Opinia publiczna na Śląsku po raz wtóry dowiaduje się niektórych inwestycjach, które miały być albo już gotowe na Euro 2012, inne są wciąż w fazie budowy. Np. o sztandarowej inwestycji, Autostrada A-1 Częstochowa-Tuszyn, to ja słyszałem już w 2009 r., że będzie ona gotowa na Mistrzostwa Europy w 2012 r. Gdy słyszę o 9 miliardach na inwestycje kolejowe na Śląsku, to zwrócę uwagę na to, że od 2010 r. trwa modernizacja szlaku Katowice – Kraków, który mierzy 100 kilometrów, to już trzy miesiące temu zostało ustalone, że linia będzie gotowa dopiero na 2018 r., a więc nawet na Światowe Dni Młodzieży nie zdąży być zrobiona. Mimo to została obwieszczona ta inwestycja w obecnym programie rządowym.
Dlaczego rząd przed wyborami tak zabiega o Śląsk? Nieczyste sumienie w związku z wydarzeniami z początku roku?
Rządy Donalda Tuska i Ewy Kopacz są sprawcami największych zaniechań w sektorze górnictwa węgla kamiennego. Ten skrawek Polski, który mimo przeprowadzonych już wcześniej restrukturyzacji zmniejszających zatrudnienie, nadal zatrudnia prawie połowę wszystkich górników węgla kamiennego, jakich zatrudnia cała Unia Europejska.
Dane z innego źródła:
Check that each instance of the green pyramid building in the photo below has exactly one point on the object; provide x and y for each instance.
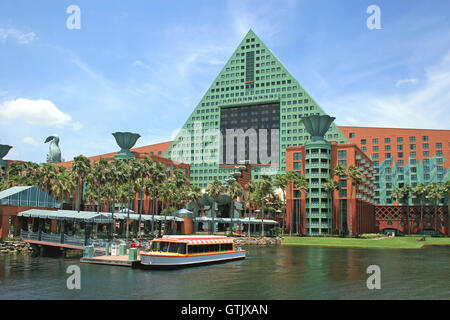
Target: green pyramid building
(253, 91)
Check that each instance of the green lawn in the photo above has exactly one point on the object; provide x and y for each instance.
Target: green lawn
(405, 242)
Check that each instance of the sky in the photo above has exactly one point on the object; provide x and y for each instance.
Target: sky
(142, 66)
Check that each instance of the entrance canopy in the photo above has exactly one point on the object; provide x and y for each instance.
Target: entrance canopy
(89, 216)
(235, 220)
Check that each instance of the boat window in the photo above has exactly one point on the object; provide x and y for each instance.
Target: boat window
(177, 248)
(154, 246)
(163, 246)
(226, 246)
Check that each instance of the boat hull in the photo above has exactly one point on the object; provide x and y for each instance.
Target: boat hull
(162, 261)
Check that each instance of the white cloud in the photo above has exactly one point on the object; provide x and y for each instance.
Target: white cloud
(18, 35)
(406, 81)
(34, 112)
(77, 126)
(424, 106)
(31, 140)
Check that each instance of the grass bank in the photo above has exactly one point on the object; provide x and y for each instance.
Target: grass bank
(405, 242)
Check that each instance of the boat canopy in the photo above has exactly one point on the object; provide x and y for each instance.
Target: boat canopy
(235, 220)
(196, 239)
(90, 216)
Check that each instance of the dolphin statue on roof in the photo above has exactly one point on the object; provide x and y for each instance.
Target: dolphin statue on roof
(54, 156)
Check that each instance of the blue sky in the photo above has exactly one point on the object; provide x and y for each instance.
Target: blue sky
(143, 66)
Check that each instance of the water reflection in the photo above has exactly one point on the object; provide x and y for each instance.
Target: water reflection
(267, 273)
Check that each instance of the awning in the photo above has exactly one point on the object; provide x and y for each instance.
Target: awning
(85, 216)
(90, 216)
(235, 220)
(209, 241)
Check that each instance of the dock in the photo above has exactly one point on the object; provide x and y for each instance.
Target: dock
(120, 260)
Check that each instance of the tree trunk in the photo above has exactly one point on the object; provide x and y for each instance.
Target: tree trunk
(421, 215)
(249, 225)
(291, 218)
(262, 219)
(231, 216)
(407, 215)
(285, 213)
(435, 219)
(350, 231)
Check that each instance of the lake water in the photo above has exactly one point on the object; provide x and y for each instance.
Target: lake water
(276, 273)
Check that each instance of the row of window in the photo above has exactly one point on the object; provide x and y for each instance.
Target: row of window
(388, 140)
(411, 154)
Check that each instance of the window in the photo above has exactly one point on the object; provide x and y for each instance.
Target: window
(342, 154)
(342, 162)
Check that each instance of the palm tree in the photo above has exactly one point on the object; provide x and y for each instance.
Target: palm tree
(281, 181)
(301, 184)
(250, 200)
(330, 186)
(47, 174)
(63, 186)
(396, 195)
(135, 170)
(356, 177)
(214, 190)
(405, 193)
(80, 170)
(446, 190)
(420, 192)
(263, 188)
(291, 177)
(341, 172)
(234, 191)
(435, 194)
(166, 196)
(99, 177)
(194, 194)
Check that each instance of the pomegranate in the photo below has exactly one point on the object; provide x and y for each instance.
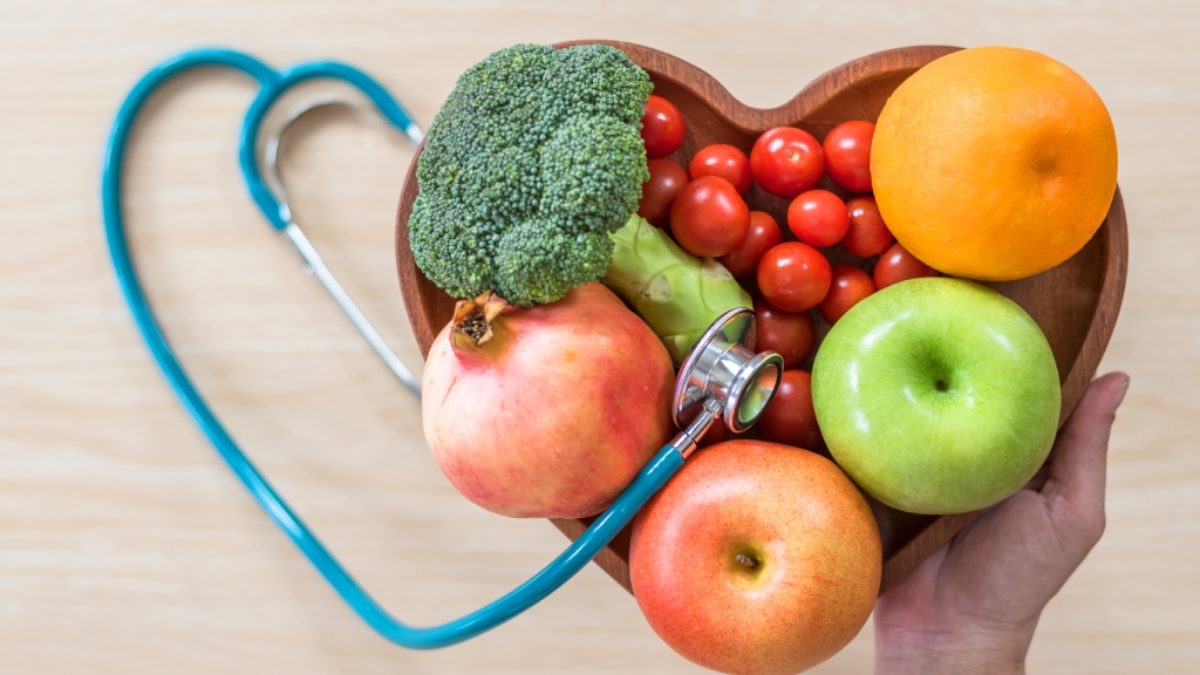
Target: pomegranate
(547, 411)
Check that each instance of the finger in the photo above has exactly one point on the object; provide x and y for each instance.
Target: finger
(1077, 469)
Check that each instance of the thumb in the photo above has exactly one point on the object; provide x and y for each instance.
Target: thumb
(1077, 471)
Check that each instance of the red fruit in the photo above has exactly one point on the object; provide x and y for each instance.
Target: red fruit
(761, 236)
(847, 150)
(540, 420)
(663, 127)
(849, 286)
(786, 161)
(787, 333)
(867, 236)
(793, 276)
(724, 161)
(819, 217)
(790, 417)
(708, 217)
(756, 557)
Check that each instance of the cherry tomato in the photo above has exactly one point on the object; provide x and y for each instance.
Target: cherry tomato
(819, 217)
(786, 161)
(793, 276)
(847, 150)
(790, 417)
(708, 217)
(667, 178)
(867, 236)
(787, 333)
(661, 127)
(725, 161)
(850, 285)
(897, 264)
(762, 234)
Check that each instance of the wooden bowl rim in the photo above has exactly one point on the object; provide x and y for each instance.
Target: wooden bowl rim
(694, 79)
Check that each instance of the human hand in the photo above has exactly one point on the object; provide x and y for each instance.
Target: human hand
(973, 605)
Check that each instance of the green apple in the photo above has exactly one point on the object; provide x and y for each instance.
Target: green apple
(937, 395)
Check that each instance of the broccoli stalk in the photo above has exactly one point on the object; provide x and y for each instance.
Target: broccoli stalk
(675, 292)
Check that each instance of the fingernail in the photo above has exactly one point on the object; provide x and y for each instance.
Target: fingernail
(1122, 389)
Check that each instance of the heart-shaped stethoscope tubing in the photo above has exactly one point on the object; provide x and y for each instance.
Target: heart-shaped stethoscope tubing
(721, 380)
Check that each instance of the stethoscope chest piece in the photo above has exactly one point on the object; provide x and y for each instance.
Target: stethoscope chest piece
(724, 368)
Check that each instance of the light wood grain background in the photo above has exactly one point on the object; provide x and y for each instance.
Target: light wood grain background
(126, 547)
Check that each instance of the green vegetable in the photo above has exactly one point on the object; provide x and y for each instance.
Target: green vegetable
(675, 292)
(532, 162)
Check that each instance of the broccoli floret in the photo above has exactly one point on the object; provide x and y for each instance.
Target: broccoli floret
(534, 159)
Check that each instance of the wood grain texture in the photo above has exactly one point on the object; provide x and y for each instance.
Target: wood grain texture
(127, 548)
(1075, 303)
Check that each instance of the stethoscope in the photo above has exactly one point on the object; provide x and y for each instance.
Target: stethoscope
(723, 378)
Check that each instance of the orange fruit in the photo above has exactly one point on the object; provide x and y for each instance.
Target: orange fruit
(994, 162)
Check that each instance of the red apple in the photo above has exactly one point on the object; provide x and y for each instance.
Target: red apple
(756, 557)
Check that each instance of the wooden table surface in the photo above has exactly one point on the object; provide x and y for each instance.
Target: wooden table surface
(126, 547)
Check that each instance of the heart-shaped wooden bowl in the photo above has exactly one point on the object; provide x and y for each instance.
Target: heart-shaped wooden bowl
(1075, 303)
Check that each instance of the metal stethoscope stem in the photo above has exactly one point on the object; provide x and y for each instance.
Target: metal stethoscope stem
(723, 378)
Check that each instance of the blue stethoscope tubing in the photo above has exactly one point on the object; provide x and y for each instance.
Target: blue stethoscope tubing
(274, 83)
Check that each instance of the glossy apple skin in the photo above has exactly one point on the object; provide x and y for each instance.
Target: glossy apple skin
(931, 448)
(805, 523)
(557, 413)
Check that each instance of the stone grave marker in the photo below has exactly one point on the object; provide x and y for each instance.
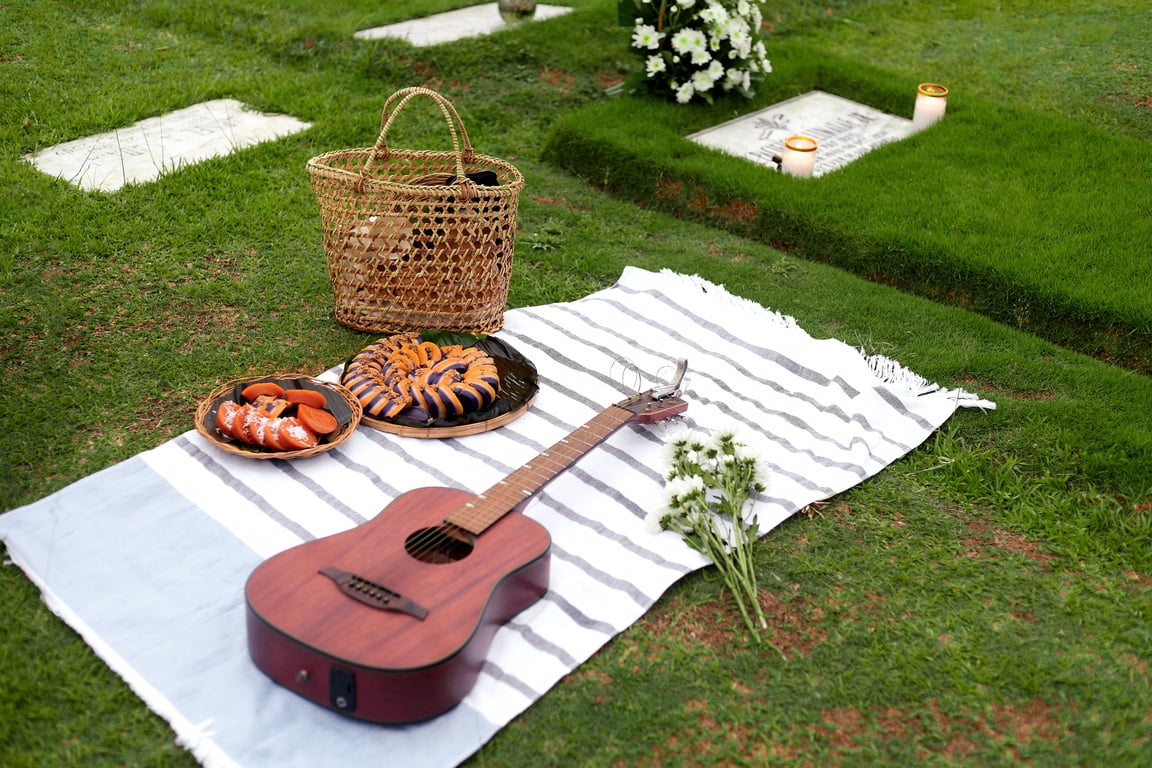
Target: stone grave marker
(843, 129)
(453, 24)
(150, 147)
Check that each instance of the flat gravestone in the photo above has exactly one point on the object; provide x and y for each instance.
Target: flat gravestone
(843, 129)
(452, 25)
(145, 150)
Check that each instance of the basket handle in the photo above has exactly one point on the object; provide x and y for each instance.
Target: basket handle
(460, 143)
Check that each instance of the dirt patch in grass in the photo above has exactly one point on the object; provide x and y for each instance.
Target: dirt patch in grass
(987, 539)
(843, 734)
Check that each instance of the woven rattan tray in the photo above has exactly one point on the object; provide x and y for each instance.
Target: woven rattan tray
(518, 385)
(340, 402)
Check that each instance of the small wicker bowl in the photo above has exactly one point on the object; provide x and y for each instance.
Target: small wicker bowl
(340, 403)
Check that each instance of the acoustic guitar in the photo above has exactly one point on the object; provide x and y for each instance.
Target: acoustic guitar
(389, 622)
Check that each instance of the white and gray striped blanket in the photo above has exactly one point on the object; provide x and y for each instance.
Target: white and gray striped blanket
(148, 559)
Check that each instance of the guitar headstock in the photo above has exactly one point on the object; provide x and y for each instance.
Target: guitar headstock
(659, 402)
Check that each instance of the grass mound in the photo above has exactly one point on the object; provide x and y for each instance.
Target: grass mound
(1029, 219)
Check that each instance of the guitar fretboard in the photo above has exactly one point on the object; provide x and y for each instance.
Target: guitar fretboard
(484, 510)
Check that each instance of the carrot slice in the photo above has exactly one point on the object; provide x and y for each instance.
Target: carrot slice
(316, 419)
(254, 390)
(307, 396)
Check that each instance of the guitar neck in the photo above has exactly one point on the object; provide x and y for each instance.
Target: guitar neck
(484, 510)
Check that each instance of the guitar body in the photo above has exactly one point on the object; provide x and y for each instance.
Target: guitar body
(366, 658)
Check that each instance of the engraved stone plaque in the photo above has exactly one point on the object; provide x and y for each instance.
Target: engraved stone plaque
(453, 24)
(843, 129)
(143, 151)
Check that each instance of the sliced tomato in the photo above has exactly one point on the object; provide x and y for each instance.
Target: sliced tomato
(317, 419)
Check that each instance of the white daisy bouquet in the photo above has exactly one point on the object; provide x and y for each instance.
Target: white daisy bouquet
(694, 48)
(710, 489)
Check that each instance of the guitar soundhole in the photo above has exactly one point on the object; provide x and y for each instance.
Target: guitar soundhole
(439, 545)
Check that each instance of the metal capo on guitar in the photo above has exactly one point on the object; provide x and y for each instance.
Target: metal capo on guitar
(673, 386)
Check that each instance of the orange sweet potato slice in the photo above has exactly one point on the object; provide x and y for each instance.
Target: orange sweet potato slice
(305, 397)
(254, 390)
(294, 435)
(316, 419)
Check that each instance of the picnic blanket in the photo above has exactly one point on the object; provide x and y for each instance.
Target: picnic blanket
(148, 559)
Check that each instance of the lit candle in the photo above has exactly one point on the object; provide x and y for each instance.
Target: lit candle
(931, 100)
(800, 156)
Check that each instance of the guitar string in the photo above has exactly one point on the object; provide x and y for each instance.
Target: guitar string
(484, 510)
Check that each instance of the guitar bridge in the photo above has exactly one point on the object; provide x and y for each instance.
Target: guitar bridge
(373, 594)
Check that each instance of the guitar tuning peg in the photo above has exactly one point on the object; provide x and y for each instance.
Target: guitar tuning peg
(626, 367)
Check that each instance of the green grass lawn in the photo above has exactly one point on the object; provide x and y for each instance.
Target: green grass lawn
(984, 601)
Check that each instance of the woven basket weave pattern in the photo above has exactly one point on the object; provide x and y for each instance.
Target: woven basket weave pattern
(411, 243)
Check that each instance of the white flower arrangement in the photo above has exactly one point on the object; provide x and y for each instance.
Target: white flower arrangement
(710, 491)
(692, 48)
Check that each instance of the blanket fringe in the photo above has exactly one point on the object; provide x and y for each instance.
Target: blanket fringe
(885, 369)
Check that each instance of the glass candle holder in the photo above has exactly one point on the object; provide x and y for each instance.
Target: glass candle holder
(514, 12)
(800, 156)
(931, 101)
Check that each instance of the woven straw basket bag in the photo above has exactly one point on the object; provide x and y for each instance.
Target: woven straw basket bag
(417, 240)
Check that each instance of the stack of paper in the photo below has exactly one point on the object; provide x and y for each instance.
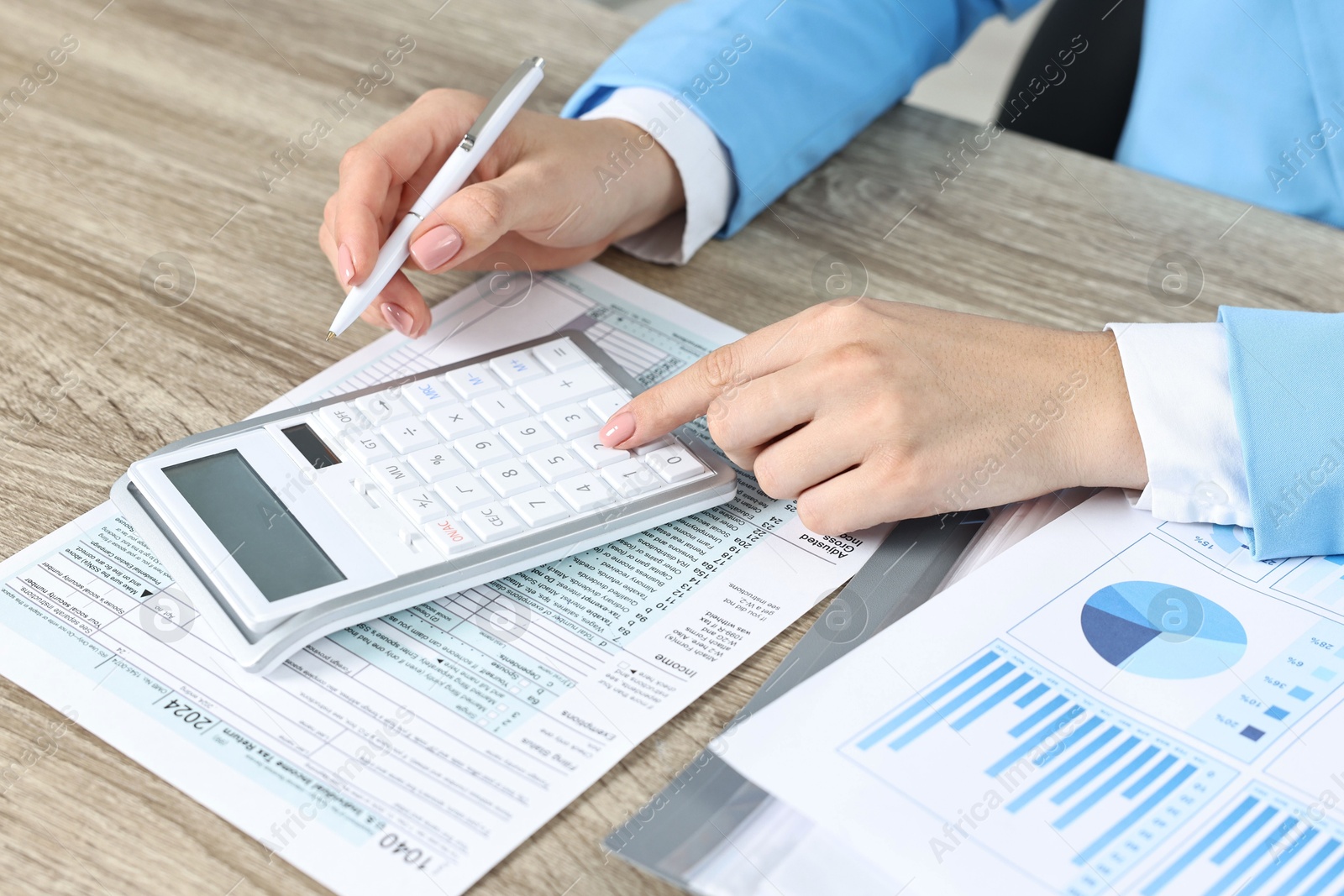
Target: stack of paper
(1115, 705)
(412, 752)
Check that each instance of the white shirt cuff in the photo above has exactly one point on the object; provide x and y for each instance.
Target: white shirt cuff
(1183, 405)
(701, 160)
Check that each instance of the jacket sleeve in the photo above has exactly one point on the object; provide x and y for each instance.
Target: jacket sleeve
(1287, 372)
(785, 83)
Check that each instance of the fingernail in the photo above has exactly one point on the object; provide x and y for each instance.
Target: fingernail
(437, 248)
(618, 429)
(398, 318)
(346, 264)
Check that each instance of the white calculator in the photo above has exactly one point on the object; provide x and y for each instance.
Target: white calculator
(295, 524)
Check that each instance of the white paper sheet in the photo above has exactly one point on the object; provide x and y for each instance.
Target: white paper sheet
(413, 752)
(1115, 705)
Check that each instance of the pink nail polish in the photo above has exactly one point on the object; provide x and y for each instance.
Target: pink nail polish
(618, 429)
(346, 264)
(437, 248)
(398, 318)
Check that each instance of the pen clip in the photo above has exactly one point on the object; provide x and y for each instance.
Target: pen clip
(497, 100)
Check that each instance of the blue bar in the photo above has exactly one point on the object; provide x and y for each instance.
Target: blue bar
(1058, 750)
(922, 703)
(1305, 871)
(1247, 833)
(1032, 743)
(1100, 766)
(1030, 698)
(1326, 880)
(1063, 768)
(1269, 871)
(1252, 857)
(1198, 849)
(991, 701)
(1109, 785)
(952, 705)
(1139, 786)
(1030, 721)
(1139, 812)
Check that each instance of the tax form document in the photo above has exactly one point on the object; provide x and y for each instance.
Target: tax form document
(1113, 705)
(412, 752)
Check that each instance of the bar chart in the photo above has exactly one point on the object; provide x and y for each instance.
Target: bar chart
(1261, 844)
(1034, 752)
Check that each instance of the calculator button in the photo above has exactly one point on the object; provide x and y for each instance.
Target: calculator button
(539, 506)
(517, 367)
(597, 454)
(342, 421)
(380, 524)
(464, 492)
(564, 387)
(394, 476)
(571, 421)
(483, 449)
(409, 436)
(631, 477)
(369, 448)
(584, 493)
(450, 535)
(494, 521)
(555, 464)
(472, 380)
(608, 403)
(454, 421)
(423, 506)
(528, 436)
(674, 464)
(382, 407)
(663, 441)
(425, 396)
(501, 409)
(437, 463)
(510, 477)
(559, 355)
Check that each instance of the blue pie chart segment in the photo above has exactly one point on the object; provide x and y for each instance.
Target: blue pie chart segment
(1162, 631)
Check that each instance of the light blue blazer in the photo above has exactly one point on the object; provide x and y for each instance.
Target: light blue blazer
(1245, 98)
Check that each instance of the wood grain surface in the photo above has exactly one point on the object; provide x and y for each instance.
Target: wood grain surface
(150, 140)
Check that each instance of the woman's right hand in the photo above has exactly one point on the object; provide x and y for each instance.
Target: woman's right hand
(538, 194)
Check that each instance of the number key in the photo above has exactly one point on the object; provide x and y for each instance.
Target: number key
(483, 449)
(555, 464)
(584, 493)
(464, 492)
(510, 477)
(571, 421)
(528, 436)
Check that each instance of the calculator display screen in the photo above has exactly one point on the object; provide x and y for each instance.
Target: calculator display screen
(239, 506)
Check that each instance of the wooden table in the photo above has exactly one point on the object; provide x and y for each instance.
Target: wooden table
(150, 141)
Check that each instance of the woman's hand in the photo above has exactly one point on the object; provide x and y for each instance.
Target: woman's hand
(869, 411)
(537, 194)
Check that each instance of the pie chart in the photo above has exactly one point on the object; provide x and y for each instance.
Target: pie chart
(1160, 631)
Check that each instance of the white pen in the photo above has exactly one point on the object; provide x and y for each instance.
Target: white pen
(449, 179)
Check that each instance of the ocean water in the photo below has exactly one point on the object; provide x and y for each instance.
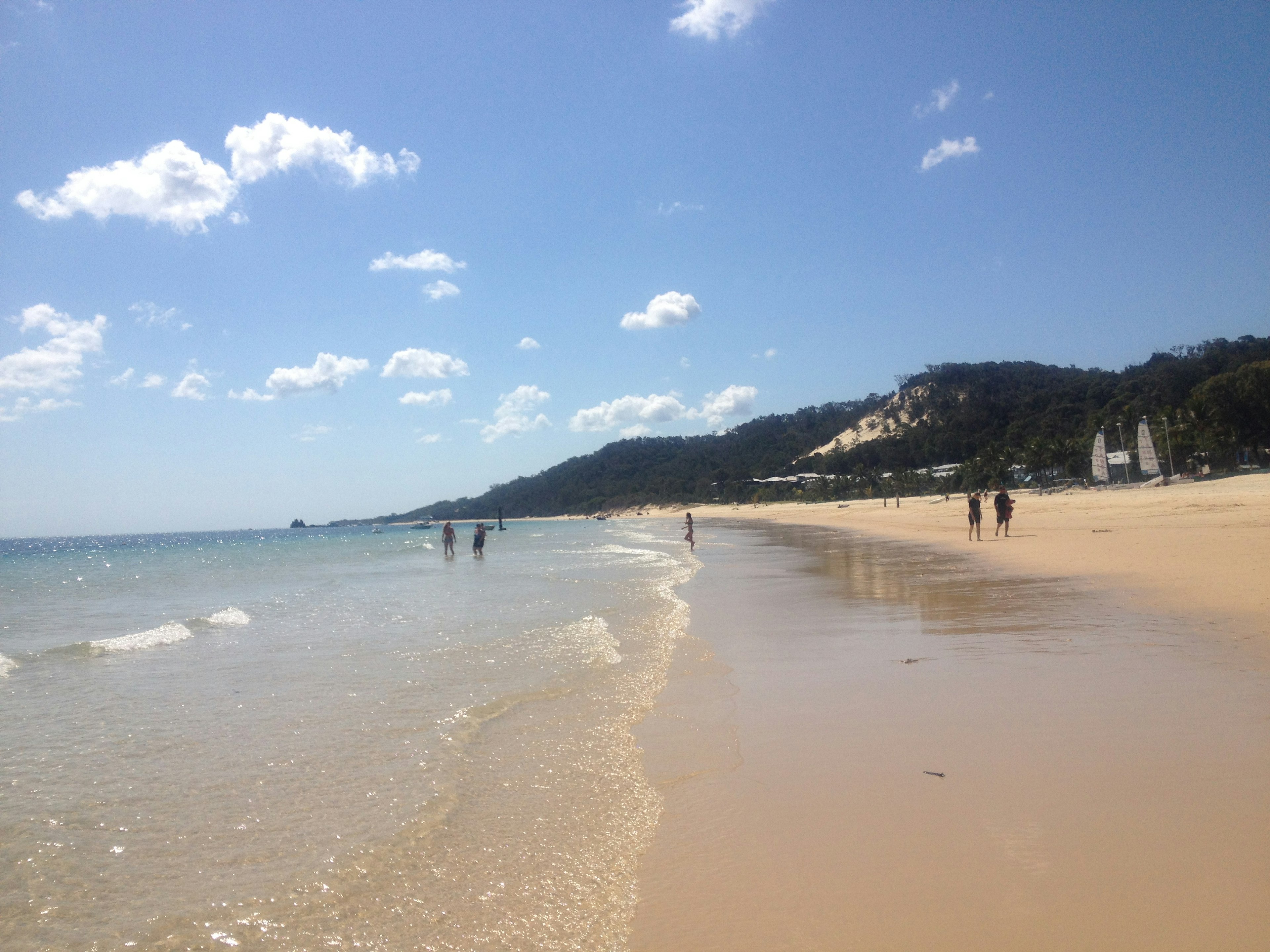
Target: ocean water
(331, 739)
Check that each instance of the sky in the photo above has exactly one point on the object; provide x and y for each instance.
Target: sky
(286, 261)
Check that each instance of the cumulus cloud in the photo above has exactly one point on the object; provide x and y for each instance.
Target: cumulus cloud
(515, 413)
(329, 374)
(439, 290)
(434, 398)
(56, 364)
(172, 183)
(940, 101)
(418, 362)
(709, 18)
(425, 261)
(733, 402)
(192, 386)
(663, 311)
(949, 149)
(176, 186)
(310, 432)
(280, 143)
(150, 314)
(630, 411)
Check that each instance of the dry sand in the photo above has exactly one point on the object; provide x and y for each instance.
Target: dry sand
(1096, 702)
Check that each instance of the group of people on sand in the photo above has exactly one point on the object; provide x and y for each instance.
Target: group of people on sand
(1004, 506)
(447, 540)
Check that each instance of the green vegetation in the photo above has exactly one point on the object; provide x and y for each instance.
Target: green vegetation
(995, 419)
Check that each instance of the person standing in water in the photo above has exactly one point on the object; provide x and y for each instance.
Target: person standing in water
(976, 516)
(1005, 507)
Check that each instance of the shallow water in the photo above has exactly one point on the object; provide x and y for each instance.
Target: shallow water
(329, 738)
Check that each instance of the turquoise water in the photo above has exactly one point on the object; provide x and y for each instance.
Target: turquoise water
(329, 738)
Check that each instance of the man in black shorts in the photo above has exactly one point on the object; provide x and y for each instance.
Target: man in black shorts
(976, 516)
(1005, 507)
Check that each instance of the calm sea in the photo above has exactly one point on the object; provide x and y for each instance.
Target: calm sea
(331, 739)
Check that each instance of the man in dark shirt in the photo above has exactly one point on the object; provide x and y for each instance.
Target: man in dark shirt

To sytuacja, w której największy koncern węglowy jakim jest Kompania Węglowa przez prawie rok nie miała prezesa. W sytuacji której właściciel, czyli minister gospodarki i minister skarbu nie reagowali na dekoniunkturę w latach 2013-2014 musiał przynieść skutek w postaci zagrożenia upadłością KW. To jest zawsze tak, gdy zderza się polityka piaru z konkretnymi problemami. Można oczekiwać potężnych napięć społecznych i wybuchów niezadowolenia. Przypominam, że wciąż istnieje dokumenty z 7 stycznia bieżącego roku, w którym są zawarte zapisy likwidacyjne dla niektórych zakładów górniczych. Warto też wiedzieć, że zaskoczeni nowymi pomysłami są przedstawiciele władz samorządowych, z którymi nikt nie rozmawia. Ostatnie konsultacje z nimi odbyły się w lutym. Z tego co wiem, to żaden prezydent miasta nie miał roboczej wersji programu rządowego dla Śląska.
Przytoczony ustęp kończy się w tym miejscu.